Next come your exemptions. Each exemption you claim can lower
your taxable income by about $2,500, and this amount increases
each year with inflation.
Note that exemptions have nothing to do with your deductions,
including the standard deduction. It's true that both
exemptions and deductions reduce your taxable
income, but they're different things.
Put simply, exemptions deal with the number of people living
in your household, while deductions deal with your
lifestyle.
For example, if you're over age 65, you still get only one exemption.
But if you're over 65, you get a higher standard deduction.
Same thing if you're blind. One exemption, but a higher
standard deduction.
Or suppose you live in a big house with a big mortgage. This
lifestyle leads to a big mortgage interest deduction,
but it doesn't affect the number of exemptions you can
claim. Exemptions and deductions are different.

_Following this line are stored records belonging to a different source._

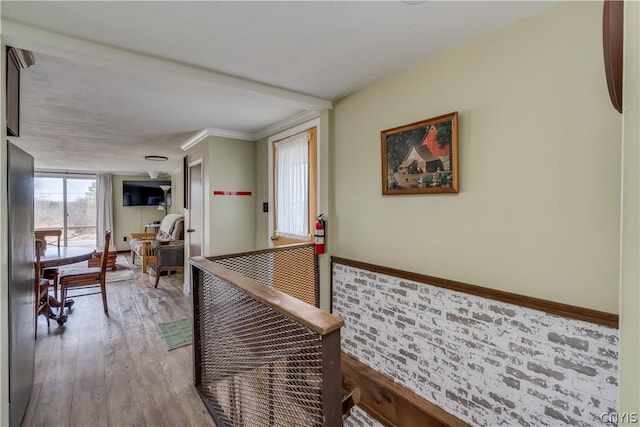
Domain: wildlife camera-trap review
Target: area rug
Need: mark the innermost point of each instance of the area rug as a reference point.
(177, 333)
(124, 271)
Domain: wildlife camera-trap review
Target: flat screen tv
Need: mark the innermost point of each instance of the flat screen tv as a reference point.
(143, 193)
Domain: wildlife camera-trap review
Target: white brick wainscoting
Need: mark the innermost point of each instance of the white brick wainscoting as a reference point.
(487, 362)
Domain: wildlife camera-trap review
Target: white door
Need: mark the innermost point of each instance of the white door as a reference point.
(194, 232)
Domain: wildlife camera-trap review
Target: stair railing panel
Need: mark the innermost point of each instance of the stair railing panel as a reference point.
(261, 356)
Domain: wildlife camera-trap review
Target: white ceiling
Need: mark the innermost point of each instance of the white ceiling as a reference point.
(115, 81)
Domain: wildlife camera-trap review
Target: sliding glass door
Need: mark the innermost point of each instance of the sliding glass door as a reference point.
(66, 204)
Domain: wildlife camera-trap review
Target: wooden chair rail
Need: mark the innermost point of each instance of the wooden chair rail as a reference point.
(552, 307)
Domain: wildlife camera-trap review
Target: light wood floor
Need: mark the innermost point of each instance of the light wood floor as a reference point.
(116, 370)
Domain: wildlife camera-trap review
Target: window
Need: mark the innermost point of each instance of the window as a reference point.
(68, 204)
(293, 188)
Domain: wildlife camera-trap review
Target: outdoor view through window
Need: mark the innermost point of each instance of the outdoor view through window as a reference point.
(67, 204)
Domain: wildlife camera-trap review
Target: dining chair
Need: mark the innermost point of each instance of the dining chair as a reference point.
(88, 277)
(41, 290)
(50, 273)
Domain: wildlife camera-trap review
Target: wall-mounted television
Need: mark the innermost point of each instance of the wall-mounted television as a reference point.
(143, 193)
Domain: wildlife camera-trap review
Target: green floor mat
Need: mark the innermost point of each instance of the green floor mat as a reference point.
(177, 333)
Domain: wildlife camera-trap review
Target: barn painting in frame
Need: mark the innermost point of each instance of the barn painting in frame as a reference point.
(422, 157)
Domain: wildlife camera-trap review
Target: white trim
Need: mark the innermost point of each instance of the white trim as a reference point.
(198, 137)
(286, 123)
(280, 126)
(291, 131)
(175, 171)
(47, 42)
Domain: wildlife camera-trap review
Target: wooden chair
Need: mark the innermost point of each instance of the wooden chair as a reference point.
(88, 277)
(50, 273)
(41, 290)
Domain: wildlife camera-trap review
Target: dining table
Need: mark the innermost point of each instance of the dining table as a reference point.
(56, 256)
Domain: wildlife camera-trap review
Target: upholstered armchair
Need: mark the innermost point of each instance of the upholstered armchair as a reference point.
(169, 257)
(143, 244)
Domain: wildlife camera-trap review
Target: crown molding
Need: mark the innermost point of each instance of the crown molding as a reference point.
(290, 121)
(273, 129)
(56, 44)
(198, 137)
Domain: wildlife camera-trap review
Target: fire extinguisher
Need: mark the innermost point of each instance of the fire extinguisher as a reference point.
(319, 248)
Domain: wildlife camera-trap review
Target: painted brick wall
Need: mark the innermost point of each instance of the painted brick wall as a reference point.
(487, 362)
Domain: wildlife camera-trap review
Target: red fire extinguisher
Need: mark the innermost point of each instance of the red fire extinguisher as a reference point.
(319, 234)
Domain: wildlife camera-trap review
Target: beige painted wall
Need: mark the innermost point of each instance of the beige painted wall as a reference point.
(129, 219)
(230, 221)
(538, 208)
(4, 251)
(262, 193)
(233, 218)
(629, 397)
(177, 193)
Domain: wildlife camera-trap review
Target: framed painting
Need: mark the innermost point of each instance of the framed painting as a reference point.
(422, 157)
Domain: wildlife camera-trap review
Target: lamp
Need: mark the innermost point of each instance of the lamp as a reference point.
(165, 205)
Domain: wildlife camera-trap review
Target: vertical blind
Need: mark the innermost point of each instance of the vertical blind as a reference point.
(292, 185)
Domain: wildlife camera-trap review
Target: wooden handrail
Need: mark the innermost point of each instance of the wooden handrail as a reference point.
(259, 251)
(313, 318)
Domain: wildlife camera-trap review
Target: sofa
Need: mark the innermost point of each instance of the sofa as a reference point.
(143, 245)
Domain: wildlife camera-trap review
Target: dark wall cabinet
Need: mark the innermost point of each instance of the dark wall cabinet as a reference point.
(13, 96)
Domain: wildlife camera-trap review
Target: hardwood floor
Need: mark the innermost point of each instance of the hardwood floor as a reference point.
(116, 371)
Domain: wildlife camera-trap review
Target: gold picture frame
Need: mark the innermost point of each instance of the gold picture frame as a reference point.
(421, 157)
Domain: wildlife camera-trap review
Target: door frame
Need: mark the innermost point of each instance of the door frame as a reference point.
(186, 287)
(315, 122)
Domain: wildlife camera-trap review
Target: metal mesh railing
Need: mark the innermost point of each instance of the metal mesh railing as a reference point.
(290, 269)
(256, 362)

Figuring out your number of exemptions
So determining the number of exemptions you can claim should
be as easy as counting the number of warm bodies in your home.

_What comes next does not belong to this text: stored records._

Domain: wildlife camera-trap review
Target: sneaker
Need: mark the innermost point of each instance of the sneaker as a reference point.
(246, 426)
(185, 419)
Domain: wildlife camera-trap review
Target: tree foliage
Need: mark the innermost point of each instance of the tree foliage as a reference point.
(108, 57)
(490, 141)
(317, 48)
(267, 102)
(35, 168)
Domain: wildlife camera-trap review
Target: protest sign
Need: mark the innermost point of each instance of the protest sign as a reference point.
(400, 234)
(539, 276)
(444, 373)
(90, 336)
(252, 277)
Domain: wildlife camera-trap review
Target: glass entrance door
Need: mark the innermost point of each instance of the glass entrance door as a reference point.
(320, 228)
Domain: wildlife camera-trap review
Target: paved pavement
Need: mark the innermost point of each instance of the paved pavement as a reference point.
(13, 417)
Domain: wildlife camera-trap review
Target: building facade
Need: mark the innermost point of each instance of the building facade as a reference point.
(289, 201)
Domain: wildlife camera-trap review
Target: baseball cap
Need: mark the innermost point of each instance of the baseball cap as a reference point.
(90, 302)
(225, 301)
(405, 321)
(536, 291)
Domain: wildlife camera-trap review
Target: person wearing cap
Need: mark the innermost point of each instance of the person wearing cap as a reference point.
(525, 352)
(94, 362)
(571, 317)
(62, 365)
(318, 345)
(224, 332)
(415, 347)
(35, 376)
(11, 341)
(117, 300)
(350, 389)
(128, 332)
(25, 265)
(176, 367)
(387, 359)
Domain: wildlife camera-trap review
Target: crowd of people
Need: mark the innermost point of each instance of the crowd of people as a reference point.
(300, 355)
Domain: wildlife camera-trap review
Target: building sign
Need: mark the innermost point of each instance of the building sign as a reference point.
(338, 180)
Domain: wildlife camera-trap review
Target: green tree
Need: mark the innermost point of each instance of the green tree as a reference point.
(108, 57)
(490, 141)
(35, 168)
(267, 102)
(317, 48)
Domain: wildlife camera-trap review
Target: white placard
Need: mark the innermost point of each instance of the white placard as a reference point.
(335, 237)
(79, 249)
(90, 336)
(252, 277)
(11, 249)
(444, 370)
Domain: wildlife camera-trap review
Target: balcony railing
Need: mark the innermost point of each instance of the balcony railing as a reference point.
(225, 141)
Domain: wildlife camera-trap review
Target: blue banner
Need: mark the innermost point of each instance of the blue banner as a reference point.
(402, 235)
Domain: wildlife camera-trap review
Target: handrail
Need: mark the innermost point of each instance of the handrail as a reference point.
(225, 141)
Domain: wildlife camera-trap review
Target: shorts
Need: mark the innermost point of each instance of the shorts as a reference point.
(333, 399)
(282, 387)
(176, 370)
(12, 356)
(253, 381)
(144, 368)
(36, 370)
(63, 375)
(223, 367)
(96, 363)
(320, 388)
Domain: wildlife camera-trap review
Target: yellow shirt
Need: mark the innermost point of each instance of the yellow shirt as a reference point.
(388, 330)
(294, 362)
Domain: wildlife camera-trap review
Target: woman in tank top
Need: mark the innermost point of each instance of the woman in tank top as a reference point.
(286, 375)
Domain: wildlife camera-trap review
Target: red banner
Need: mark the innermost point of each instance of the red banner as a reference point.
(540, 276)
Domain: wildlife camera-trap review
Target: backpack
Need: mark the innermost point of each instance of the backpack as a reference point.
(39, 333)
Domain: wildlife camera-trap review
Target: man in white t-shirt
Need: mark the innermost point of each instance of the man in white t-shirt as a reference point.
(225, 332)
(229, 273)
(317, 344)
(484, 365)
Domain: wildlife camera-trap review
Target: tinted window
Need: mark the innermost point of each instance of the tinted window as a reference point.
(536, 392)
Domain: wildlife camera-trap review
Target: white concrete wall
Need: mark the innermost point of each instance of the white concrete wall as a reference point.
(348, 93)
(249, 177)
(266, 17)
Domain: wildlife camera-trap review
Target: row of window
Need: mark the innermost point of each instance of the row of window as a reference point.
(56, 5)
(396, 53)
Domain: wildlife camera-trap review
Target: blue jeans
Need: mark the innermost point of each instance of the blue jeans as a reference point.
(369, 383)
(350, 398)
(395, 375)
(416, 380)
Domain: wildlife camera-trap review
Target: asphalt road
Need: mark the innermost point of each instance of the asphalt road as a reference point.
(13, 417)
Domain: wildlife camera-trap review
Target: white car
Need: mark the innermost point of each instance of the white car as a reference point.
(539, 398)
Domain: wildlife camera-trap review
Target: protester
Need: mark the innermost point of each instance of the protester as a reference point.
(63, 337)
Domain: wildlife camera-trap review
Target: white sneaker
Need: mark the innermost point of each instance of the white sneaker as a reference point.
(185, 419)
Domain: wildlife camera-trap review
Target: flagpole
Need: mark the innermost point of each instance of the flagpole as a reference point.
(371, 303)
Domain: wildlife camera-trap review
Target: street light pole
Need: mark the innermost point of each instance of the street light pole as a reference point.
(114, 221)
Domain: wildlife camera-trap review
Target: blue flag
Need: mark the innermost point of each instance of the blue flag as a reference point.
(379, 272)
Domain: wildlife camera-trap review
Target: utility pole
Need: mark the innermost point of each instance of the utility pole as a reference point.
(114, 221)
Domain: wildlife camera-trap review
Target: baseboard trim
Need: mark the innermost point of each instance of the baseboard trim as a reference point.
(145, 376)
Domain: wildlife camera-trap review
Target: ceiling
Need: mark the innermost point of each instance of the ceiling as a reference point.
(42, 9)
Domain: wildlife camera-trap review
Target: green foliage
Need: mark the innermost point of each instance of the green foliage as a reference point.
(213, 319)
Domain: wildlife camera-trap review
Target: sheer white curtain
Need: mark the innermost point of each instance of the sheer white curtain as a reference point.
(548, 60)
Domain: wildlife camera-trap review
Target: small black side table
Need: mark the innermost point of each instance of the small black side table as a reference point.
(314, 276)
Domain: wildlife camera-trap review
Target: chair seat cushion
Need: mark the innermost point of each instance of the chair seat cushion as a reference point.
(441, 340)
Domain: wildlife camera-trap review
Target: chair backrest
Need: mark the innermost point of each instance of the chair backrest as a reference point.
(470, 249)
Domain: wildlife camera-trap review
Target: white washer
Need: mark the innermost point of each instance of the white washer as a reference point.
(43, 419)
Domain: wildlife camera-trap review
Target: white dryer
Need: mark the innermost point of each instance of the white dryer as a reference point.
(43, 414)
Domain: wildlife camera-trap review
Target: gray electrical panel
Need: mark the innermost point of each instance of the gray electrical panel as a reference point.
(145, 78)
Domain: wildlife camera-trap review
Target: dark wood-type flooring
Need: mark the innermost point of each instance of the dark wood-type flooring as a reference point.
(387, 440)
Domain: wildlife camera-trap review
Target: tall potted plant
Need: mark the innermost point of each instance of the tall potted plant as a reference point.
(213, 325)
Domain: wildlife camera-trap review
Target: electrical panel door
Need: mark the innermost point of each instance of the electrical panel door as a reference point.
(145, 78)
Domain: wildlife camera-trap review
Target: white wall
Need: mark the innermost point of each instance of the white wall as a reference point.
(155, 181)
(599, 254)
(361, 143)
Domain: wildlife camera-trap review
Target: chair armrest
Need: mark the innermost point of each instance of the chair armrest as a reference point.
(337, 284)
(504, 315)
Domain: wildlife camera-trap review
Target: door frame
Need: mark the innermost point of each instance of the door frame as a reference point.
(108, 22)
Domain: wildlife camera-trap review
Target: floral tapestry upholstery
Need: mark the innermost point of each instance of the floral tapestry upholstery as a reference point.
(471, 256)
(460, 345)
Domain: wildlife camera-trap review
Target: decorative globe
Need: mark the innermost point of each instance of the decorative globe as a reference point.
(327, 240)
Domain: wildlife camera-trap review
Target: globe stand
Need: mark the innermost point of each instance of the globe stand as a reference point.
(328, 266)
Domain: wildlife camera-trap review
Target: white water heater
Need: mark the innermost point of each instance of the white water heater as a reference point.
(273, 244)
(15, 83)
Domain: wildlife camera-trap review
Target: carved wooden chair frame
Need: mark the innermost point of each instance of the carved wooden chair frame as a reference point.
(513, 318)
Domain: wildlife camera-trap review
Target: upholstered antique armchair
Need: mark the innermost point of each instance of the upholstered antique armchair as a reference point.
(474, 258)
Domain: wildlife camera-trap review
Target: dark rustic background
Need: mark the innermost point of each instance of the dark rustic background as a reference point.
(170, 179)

Unfortunately, it's not that easy.
If you're not a dependent, you can claim yourself as an exemption.
If you're married, filing jointly, you can claim your spouse.

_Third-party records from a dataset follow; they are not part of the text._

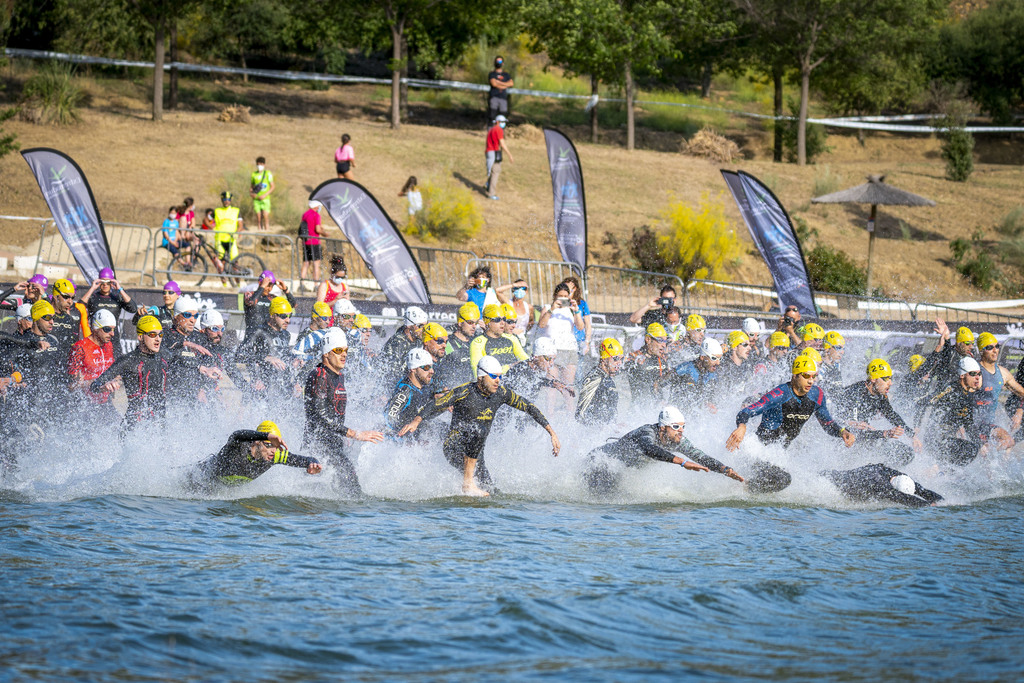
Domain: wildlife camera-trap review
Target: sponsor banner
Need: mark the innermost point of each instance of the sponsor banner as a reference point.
(570, 202)
(772, 232)
(71, 202)
(375, 237)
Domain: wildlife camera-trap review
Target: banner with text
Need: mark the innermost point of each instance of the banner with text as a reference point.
(375, 237)
(773, 233)
(71, 202)
(570, 203)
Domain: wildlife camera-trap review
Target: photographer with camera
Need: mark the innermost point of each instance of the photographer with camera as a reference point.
(655, 309)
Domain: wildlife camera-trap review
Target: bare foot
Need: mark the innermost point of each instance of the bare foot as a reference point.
(474, 491)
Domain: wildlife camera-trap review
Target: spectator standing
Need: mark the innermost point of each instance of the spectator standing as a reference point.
(498, 97)
(344, 158)
(496, 147)
(312, 252)
(261, 186)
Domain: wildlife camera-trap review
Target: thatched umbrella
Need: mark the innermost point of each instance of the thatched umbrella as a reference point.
(875, 191)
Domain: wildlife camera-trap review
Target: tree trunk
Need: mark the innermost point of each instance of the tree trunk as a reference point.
(158, 74)
(630, 116)
(706, 80)
(776, 77)
(403, 87)
(396, 38)
(805, 93)
(172, 92)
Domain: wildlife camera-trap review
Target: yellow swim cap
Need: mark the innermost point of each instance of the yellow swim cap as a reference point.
(656, 330)
(610, 347)
(694, 322)
(813, 354)
(813, 332)
(834, 339)
(323, 310)
(469, 311)
(432, 331)
(269, 428)
(802, 364)
(879, 368)
(735, 338)
(280, 305)
(148, 324)
(42, 307)
(779, 340)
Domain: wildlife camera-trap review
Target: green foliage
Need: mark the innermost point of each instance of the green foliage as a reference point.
(973, 261)
(450, 214)
(283, 210)
(54, 92)
(698, 242)
(833, 270)
(957, 151)
(816, 136)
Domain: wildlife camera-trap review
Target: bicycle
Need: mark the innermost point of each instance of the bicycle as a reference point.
(190, 267)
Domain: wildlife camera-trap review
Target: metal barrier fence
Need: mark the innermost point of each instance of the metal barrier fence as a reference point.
(623, 291)
(129, 244)
(269, 251)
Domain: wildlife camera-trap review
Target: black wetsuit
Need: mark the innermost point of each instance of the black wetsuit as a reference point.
(857, 403)
(873, 482)
(953, 410)
(326, 400)
(598, 401)
(115, 303)
(637, 450)
(235, 464)
(144, 380)
(471, 421)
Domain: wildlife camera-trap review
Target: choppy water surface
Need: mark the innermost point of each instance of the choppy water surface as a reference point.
(129, 587)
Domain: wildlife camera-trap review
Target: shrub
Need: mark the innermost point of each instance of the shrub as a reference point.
(833, 270)
(449, 214)
(52, 95)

Your marital status is determined as of the last day of
your filing year, usually December 31. If you were married to
someone on December 31st, according to the IRS you were married
to that person for the whole year.
When it comes to dependents, however, things get murkier.
The value of an exemption
Because each dependent you claim cuts your taxable income
by about $2,500, a middle-class taxpayer in the 28 percent bracket
cuts his total tax liability by about $700 for each dependent
he claims.
So there's an incentive to claim as many dependents
as possible. I've even heard stories of people claiming their
dogs as dependents.
To help prevent this, the IRS requires you to give the Social
Security number of each dependent you're claiming. You should
be careful that you and an ex-spouse both don't claim the
same child, because the matching Social Security numbers will
trigger a letter from the IRS.
So now for the $700 question : How do you determine if a person
is your dependent or not?
IRS' five rules for finding dependents
The IRS has five tests that must be met. The first is
citizenship. Only residents of the US, Canada or
Mexico can be a dependent.
The second test is gross income. If the person made more
than the exemption amount, that is $2,550 in 1996, they can't
be a dependent. But, and this is a big but, this
requirement is waived for children under age 19
and students under age 24.
The gross income requirement usually affects elderly dependents.
If you're helping to support your mother, and she receives $5,000
in interest income, you can't claim her as a dependent.
The third test is the relationship test. You normally
can only claim a blood relative, but there's an exception.
If a non-relative was in your home for the entire year,
you might be able to claim her.
The fourth test is the support test. You must provide
over half of the total support of a person to claim that
person as a dependent. There is a provision, however, for one
person to claim the exemption even if several people provided
support.
Claiming the exemption for the children of divorced parents
is tricky. After 1984, Congress said that the parent who has
custody of the child for the majority of the year can claim
the exemption. However, this right can be waived with Form 8332.
Giving the right to the person with the higher income can lead
to some tax arbitrage savings.
The fifth test states that a dependent may not file a joint
tax return with someone else.
To summarize, you almost always should be able to claim your
children who are under 19 as your dependents. With
anything else, say an elderly parent or a foster child, you'll
have to check the IRS instructions. But if you are helping to
support someone, you should look into claiming them as a dependent
because this could save you $700 in taxes.